Held: Section 314(d) precludes judicial review of the agency’s application of §315(b)’s time prescription. Pp. 6–14.
(a) A party generally cannot contend on appeal that the agency should have refused “to institute an inter partes review.” §314(d). That follows from §314(d)’s text and Cuozzo Speed Technologies, LLC v. Lee, 579 U. S. ___. In Cuozzo, this Court explained that §314(d) “preclud[es] review of the Patent Office’s institution decisions”—at least “where the grounds for attacking the decision to institute inter partes review consist of questions that are closely tied to the application and interpretation of statutes related to the Patent Office’s decision to initiate inter partes review.” Id., at ___. Pp. 6–7.
(b) The question here is whether a challenge based on §315(b) ranks as an appeal of the agency’s decision “to institute an inter partes review.” §314(d). There is no need to venture beyond Cuozzo’s holding that §314(d) bars review at least of matters “closely tied to the application and interpretation of statutes related to” the institution decision, 579 U. S., at ___. A §315(b) challenge easily meets that measurement. Section 315(b), setting forth a circumstance in which “[a]n inter partes review may not be instituted,” expressly governs institution and nothing more. Pp. 7–8.
(c) This conclusion is strongly reinforced by the statute’s purpose and design.
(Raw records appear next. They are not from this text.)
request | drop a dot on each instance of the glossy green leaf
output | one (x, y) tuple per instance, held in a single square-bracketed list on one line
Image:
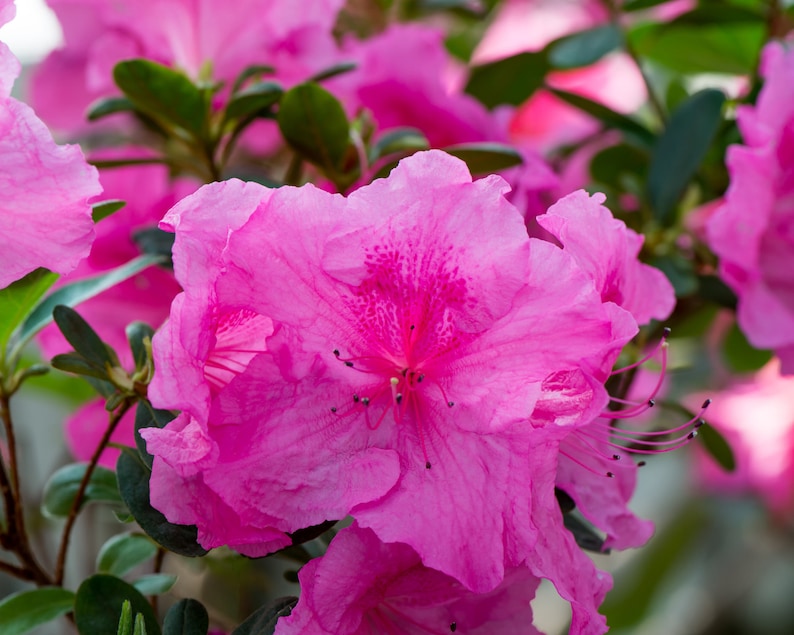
[(607, 116), (104, 209), (718, 447), (80, 291), (740, 355), (99, 601), (155, 583), (508, 81), (133, 479), (398, 140), (23, 611), (584, 48), (186, 617), (123, 552), (19, 298), (163, 93), (62, 487), (253, 99), (263, 621), (108, 106), (314, 123), (485, 158), (148, 417), (680, 149)]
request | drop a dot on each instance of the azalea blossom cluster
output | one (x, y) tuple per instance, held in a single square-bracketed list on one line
[(353, 296)]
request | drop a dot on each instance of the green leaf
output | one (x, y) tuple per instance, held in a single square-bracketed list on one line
[(584, 48), (718, 447), (103, 209), (108, 106), (18, 299), (253, 99), (99, 601), (155, 583), (485, 158), (148, 417), (314, 123), (680, 149), (80, 291), (133, 479), (186, 617), (123, 552), (508, 81), (740, 355), (607, 116), (164, 94), (401, 140), (82, 337), (263, 621), (23, 611), (61, 489)]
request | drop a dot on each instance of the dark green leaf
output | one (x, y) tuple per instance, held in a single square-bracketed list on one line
[(163, 94), (252, 71), (138, 334), (80, 291), (61, 488), (155, 583), (607, 116), (82, 337), (333, 71), (148, 417), (717, 447), (680, 149), (23, 611), (78, 365), (263, 621), (584, 48), (256, 98), (186, 617), (314, 123), (584, 534), (99, 601), (153, 241), (485, 158), (398, 140), (108, 106), (133, 479), (105, 208), (124, 552), (739, 354), (508, 81), (18, 299)]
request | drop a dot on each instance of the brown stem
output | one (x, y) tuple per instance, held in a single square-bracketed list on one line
[(78, 499)]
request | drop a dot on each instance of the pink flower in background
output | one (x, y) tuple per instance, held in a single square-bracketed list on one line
[(756, 416), (186, 34), (409, 345), (753, 232), (362, 586), (44, 187)]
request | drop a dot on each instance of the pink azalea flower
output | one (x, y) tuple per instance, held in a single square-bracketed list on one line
[(756, 416), (44, 187), (362, 586), (186, 34), (413, 325), (753, 232)]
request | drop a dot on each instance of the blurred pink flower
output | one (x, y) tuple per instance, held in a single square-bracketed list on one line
[(756, 416), (44, 187), (198, 36), (413, 324), (753, 232), (362, 586)]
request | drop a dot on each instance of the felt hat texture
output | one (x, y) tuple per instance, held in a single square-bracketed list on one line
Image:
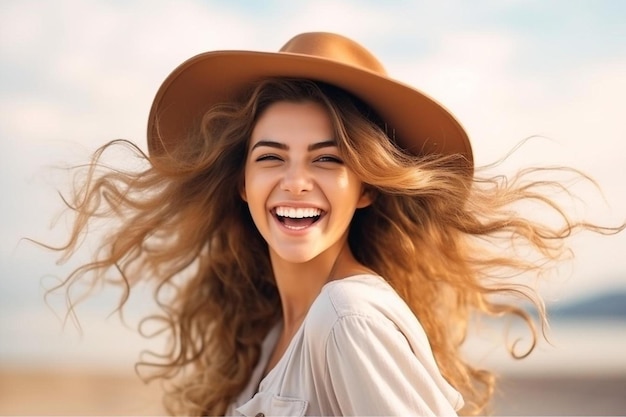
[(420, 125)]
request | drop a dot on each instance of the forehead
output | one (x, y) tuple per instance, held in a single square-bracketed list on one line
[(288, 122)]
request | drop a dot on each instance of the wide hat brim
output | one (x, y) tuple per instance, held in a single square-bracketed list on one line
[(421, 125)]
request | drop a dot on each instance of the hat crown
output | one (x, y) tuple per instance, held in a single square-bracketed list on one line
[(335, 48)]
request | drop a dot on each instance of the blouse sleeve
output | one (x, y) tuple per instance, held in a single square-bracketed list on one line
[(373, 370)]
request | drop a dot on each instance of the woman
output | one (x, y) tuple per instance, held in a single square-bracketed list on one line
[(323, 232)]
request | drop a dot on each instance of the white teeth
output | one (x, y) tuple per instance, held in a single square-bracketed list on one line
[(298, 213)]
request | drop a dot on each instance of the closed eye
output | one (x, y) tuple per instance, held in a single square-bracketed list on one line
[(268, 157), (329, 158)]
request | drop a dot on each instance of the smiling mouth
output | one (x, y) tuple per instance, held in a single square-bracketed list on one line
[(297, 218)]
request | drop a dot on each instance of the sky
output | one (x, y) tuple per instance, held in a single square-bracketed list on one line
[(75, 74)]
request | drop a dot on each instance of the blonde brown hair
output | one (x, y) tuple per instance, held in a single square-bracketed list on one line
[(182, 225)]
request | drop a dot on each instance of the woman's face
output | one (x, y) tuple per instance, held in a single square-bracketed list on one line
[(300, 193)]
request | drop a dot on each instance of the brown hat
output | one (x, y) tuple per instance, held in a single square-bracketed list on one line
[(421, 125)]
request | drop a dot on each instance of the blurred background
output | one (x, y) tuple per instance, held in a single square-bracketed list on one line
[(75, 74)]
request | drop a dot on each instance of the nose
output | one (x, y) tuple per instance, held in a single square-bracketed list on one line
[(297, 179)]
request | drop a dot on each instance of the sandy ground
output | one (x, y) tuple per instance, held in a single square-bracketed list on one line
[(35, 392)]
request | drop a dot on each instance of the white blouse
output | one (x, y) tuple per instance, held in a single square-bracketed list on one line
[(359, 351)]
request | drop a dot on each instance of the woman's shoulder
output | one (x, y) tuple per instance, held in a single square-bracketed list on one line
[(366, 297)]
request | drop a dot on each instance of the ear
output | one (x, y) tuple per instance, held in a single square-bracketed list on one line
[(367, 197), (242, 191)]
Congress designed inter partes review to weed out bad patent claims efficiently. Allowing §315(b) appeals, however, would unwind agency proceedings determining patentability and leave bad patents enforceable. Pp. 8–10.
(d) In Click-to-Call’s view, §314(d)’s bar on judicial review is limited to the agency’s threshold determination under §314(a) of the question whether the petitioner has a reasonable likelihood of prevailing. Cuozzo is fatal to that interpretation, for the Court in that case held unreviewable the agency’s application of a provision other than §314(a). Contrary to Click-to-Call’s contention, §314(d)’s text does not limit the review bar to §314(a). Rather than borrowing language from related provisions that would have achieved Click-to-Call’s preferred meaning, Congress used broader language in §314(d). Click-to-Call also insists that Congress intended judicial supervision of the agency’s application of §315(b), but the statute instead reflects a choice to entrust that issue to the agency. Finally, SAS Institute Inc. v. Iancu, 584 U. S. ___, offers Click-to-Call no assistance. Unlike the appeal held reviewable in SAS Institute, Click-to-Call’s appeal challenges not the manner in which the agency’s review proceeds once instituted, but whether the agency should have instituted review at all. Pp. 10–13.
(e) Click-to-Call argues in the alternative that its §315(b) objection is authorized as an appeal from the Board’s final written decision, which addressed the §315(b) issue. Even labeled that way, Click-to-Call’s appeal is still barred by §314(d) because Click-to-Call’s contention remains, essentially, that the agency should have refused to institute inter partes review. P. 14.
899 F.3d 1321, vacated and remanded.